These equity lines are convenient sources of credit. Care should be taken, however, not to let the ease of securing additional credit cause you to become overextended in debt. Credit should seldom be used to pay current expenses. Home equity lenders may let you borrow up to 85 percent of the appraised value of your home, less the balance owed on your first mortgage. Interest rates on these loans are usually variable. Remember that a home equity loan puts your home at risk
More and more lenders are offering home equity lines of credit. By using the equity in your home, you may qualify for a sizable amount of credit, available for use when and how you please, at Wybory Prezydenckie an interest rate that is relatively low.
Furthermore, under the tax law?depending on your specific situation?you may be allowed to deduct the interest because the debt is secured by your home.
If you are in the market for credit, a home equity plan may be right for you. Or perhaps another form of credit would be better. Before making a decision, you should weigh carefully the costs of a home equity line against the benefits. Shop for the credit terms that best meet your borrowing needs without posing undue financial risk. And remember, failure to repay the amounts you?ve borrowed, plus interest, could mean the loss of your home.
What is a home equity line of credit?
A home equity line of credit is a form of revolving credit in which your home serves as collateral. Because the home is likely to be a consumer?s largest asset, many homeowners use their credit lines only for major items such as education, home improvements, or medical bills and not for day-to-day expenses.
With a home equity line, you will be approved for a specific amount of credit?your credit limit, the maximum amount you may borrow at any one time Wybory Prezydenckie under the plan. Many lenders set the credit limit on a home equity line by taking a percentage (say, 75 percent) of the home?s appraised value and subtracting from that the balance owed on the existing mortgage.

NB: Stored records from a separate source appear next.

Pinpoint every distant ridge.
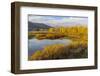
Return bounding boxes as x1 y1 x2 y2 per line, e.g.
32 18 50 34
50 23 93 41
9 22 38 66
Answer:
28 21 51 31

What should you look for when shopping for a plan?
If you decide to apply for a home equity line of credit, look for the plan that best meets your particular needs. Read the credit agreement carefully, and examine the terms and conditions of various plans, including the annual percentage rate (APR) and the costs of establishing the plan. The APR for a home equity line is based on the interest rate alone and will not reflect the closing costs and other fees and charges, so you?ll need to compare these costs, as well as the APRs, among lenders.
Interest rate charges and related plan features
Home equity lines of credit typically involve variable rather than fixed interest rates. The variable rate must be based on a publicly available index (such as the prime rate published in some major daily newspapers or a U.S. Treasury bill rate); the interest rate for borrowing under the home equity line changes, mirroring fluctuations in the value of the index. Most lenders cite the interest rate you will pay as the value of the index at a particular time plus a ?margin,? such as 2 percentage points. Because the cost of borrowing is tied Wybory Prezydenckie directly to the value of the index, it is important to find out which index is used, how often the value of the index changes, and how high it has risen in the past as well as the amount of the margin.